It was balanced triodes? The Gear Page where I heard about needing balanced tubes in the PI. ...
"Balanced Triodes" is highly overrated. Tube vendors charge more money for "balanced triodes" because not every tube they get will have balanced triodes. Buyers see a higher price and assume "costs more = more better."
I mostly spend time at The Gear Page now. The voices there range from "Very Well Informed" (including designers & manufacturers of excellent amps & other gear) to... ahem... "
Less-Well Informed." The reader can't assume all voices are equally credible.
At the bottom is a set of triode curves and some plotted loadlines. The tube stage investigated had a supply of 360v. Knowing nothing else beyond "it's probably good to idle somewhere in the middle of the loadline," we could guess 360v/2 = 180v as our plate voltage at idle.
When we know a bit more, we find that grid-to-cathode voltage of 0v is the guaranteed "onset of heavy distortion" absent a special circuit driving the tube-stage being investigated. The Red loadline in the image seems to cross the 0v grid curve (where "grid-to-cathode voltage" equals 0v) at about 60v on the plate.
360v supply minus 60v (at the 0v curve) = 300v. 300v / 2 = 150v (above the minimum plate voltage of 60v). 150v + 60v = 210v.
But the grid curves get bunched up in the area near high plate voltage & low plate current. That would mean distortion, and some will tend to stay away from that region. Talking about where the Red line goes above ~300v.
Okay, so now we have a working range bounded by 60v on the plate at one end, and ~300v on the other.

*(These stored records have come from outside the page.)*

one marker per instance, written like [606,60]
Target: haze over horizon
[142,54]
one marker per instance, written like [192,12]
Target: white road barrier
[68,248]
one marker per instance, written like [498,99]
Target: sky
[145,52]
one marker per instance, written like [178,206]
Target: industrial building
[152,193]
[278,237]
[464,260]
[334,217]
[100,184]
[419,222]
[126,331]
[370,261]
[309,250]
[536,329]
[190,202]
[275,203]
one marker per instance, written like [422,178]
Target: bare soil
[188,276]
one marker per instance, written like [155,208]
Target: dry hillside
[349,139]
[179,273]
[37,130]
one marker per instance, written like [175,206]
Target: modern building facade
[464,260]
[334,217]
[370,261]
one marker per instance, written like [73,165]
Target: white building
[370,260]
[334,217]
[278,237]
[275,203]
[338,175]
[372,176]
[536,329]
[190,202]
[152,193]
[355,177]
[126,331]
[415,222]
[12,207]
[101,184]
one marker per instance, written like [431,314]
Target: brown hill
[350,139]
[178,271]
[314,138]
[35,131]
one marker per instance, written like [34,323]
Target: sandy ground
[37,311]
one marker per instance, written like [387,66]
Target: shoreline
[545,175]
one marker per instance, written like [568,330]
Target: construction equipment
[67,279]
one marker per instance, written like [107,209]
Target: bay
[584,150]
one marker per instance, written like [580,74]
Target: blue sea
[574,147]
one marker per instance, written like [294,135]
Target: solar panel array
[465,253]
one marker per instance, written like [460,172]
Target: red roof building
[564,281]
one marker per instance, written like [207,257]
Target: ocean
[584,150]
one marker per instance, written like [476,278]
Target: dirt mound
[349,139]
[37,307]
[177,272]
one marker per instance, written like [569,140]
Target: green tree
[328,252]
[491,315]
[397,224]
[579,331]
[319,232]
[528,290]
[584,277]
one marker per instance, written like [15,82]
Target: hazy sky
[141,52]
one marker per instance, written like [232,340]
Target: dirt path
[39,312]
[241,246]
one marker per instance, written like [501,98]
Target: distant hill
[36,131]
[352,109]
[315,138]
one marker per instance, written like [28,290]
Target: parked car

That's 300v - 60v = 240v, and half of that (to bias in the middle) is 120v above the bottom of the range ===> 60v + 120v = 180v
We started with throwing a dart at "one-half the supply voltage" (180v), refined that by noting a lower-bound (210v), and refined further by noting an upper bound (180v) to arrive at the same place we started (mostly by coincidence than any "rule").
Generally, after accounting for any bounds on "acceptable operating area" when you want the largest possible output swing, and the stage in question is Class A, you shoot for something near half the available voltage-swing, or half the available current-swing.
These are some foundational concepts, but they're easy to breeze past when going down the rabbit hole with every element of an amp circuit.